Unlike in a law firm where attorneys bill for each hour worked, patent examiners work on a piecemeal basis whereby the examiner is credited only for the number of applications examined. An examiner earns two "counts" per patent application examined. A count is equivalent to half the amount of time that the examiner has to complete the examination of a patent application and "dispose" of it. The number of expected hours per disposal is dependent upon the examiner's experience level and the number of hours allocated to the art examined. The more experience that an examiner has, the fewer hours the examiner is allotted to dispose of an application.

An examiner earns a first "count" upon issuing a first report (office action) regarding the patentability of the patent application and a second "count" when the application is disposed of (allowed, abandoned, or when the examiner responds to an appeal). It is not unusual for an examiner to spend more than the time equivalent to one "count" to complete a first office action. The examiner does not receive extra credit for issuing a second non-final office action, a final office action, telephone interviews or an advisory action.

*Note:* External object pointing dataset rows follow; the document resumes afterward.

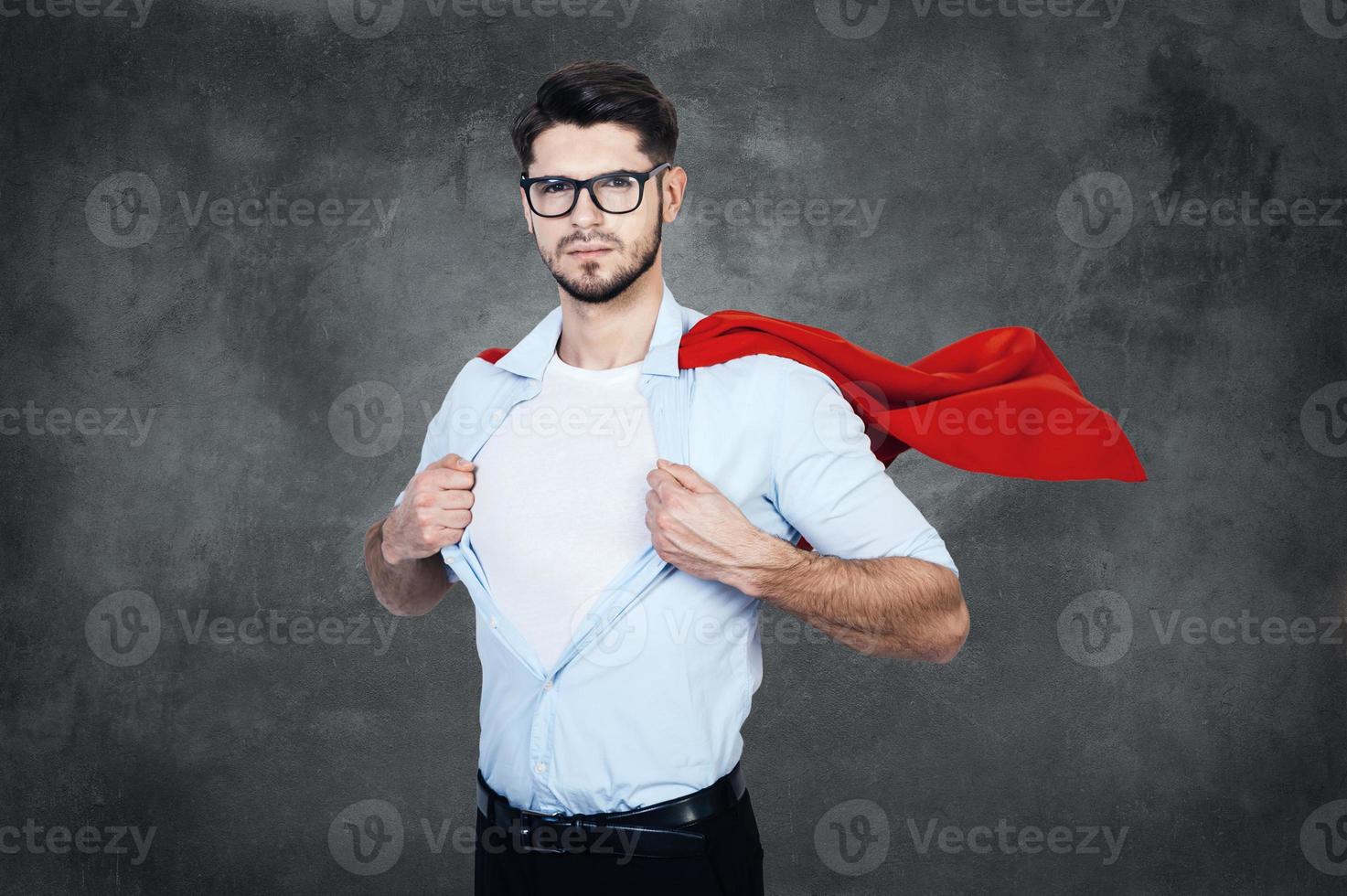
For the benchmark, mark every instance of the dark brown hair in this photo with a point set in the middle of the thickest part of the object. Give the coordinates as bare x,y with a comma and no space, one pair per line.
593,91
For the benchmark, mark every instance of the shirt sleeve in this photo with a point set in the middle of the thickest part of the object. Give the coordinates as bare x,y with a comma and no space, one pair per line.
830,486
434,448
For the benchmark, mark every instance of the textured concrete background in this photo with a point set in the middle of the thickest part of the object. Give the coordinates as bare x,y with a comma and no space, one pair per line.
282,375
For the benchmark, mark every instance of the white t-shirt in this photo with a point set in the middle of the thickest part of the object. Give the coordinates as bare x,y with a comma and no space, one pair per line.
560,499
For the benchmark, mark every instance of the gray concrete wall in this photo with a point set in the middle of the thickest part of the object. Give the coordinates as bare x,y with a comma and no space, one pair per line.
217,475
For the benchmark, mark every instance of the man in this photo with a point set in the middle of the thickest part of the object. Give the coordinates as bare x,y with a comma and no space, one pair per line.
618,525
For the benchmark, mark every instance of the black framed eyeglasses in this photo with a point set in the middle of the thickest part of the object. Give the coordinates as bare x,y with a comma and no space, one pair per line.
615,192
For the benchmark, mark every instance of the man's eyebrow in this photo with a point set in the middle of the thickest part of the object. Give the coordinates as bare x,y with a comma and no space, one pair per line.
626,170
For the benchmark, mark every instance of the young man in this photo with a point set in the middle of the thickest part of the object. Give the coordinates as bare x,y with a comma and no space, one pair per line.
618,523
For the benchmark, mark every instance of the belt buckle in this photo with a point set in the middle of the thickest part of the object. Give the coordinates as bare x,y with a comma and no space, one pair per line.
529,822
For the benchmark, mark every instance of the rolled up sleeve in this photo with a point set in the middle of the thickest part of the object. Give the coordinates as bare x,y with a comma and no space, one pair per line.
828,483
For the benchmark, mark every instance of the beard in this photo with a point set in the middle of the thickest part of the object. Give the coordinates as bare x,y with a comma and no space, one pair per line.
597,290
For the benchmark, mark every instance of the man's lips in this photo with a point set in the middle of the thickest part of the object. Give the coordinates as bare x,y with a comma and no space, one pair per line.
589,253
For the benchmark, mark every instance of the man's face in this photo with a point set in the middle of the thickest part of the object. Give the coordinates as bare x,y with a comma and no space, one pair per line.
623,245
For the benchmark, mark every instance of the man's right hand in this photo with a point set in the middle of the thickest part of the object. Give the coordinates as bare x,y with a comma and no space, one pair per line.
434,511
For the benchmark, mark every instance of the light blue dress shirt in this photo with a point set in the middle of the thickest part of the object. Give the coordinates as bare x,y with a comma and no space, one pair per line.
647,701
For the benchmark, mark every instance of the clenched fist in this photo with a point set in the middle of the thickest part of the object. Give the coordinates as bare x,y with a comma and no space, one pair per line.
434,512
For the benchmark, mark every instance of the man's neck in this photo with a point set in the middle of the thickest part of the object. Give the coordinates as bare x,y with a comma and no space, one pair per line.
618,332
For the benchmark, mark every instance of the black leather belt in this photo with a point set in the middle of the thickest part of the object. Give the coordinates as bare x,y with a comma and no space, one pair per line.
649,830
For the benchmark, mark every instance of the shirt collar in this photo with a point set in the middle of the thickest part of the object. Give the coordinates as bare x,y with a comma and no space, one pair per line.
531,355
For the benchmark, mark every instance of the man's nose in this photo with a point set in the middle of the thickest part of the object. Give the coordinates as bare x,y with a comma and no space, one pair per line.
585,210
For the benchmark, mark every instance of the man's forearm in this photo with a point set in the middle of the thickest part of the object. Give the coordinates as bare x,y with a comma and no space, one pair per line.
410,588
896,606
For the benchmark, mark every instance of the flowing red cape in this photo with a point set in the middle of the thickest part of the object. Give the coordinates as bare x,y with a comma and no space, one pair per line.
994,401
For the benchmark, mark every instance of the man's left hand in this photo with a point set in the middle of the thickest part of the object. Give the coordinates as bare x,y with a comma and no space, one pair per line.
695,527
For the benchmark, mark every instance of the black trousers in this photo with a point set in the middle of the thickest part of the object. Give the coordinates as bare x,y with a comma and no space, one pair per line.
732,864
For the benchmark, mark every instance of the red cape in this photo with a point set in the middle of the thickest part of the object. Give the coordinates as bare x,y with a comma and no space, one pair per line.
996,401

The examiner is allowed to charge one hour of "other" time for each instance when a personal (in office) interview is held with an applicant and/or the applicant's representative.

An examiner earns two "easy counts" when the prosecution of an allowed patent application that has not yet issued is continued such that new references submitted by the applicant can be considered. This, of course, assumes that the references are not deemed relevant enough by the examiner to warrant the withdrawal of the allowance.

On gaming the count system, from patent docs:

According to Ms. Kepplinger, the ill-fated continuation and claims rules serve as a perfect example of the Patent Office's flawed logic, which blamed the backlog on applicants' filing of increasing numbers of continuation applications. Citing a study conducted at the George Mason University School of Law (see "Improving Patent Examination Efficiency and Quality: An Operations Research Analysis of the USPTO, Using Queuing Theory"), Ms. Kepplinger noted that contrary to the Office's hypothesis, the backlog has been caused by the issuance of too many non-final Office actions. In particular, the George Mason study found that divisional and continuation filings have remained fairly stable over the past seven years, while RCEs have increased from 8.3% to 19.6% of total filings. Ms. Kepplinger argued that this actually indicates that some examiners have been "gaming the count system."

IPBiz notes that once one recognizes that RCEs are the most predominant form of continuing application, one sees that the
analysis by Lemley and Moore in "Ending Abuse..." [BULR] is completely wrong. In turn, the USPTO cited, and relied upon, "Ending Abuse..." in justifying its proposal on rules on continuation applications.

Kappos may have a good idea in suggesting changes to the count system, but if relies upon the false logic of Lemley and Moore, he may create a bigger problem.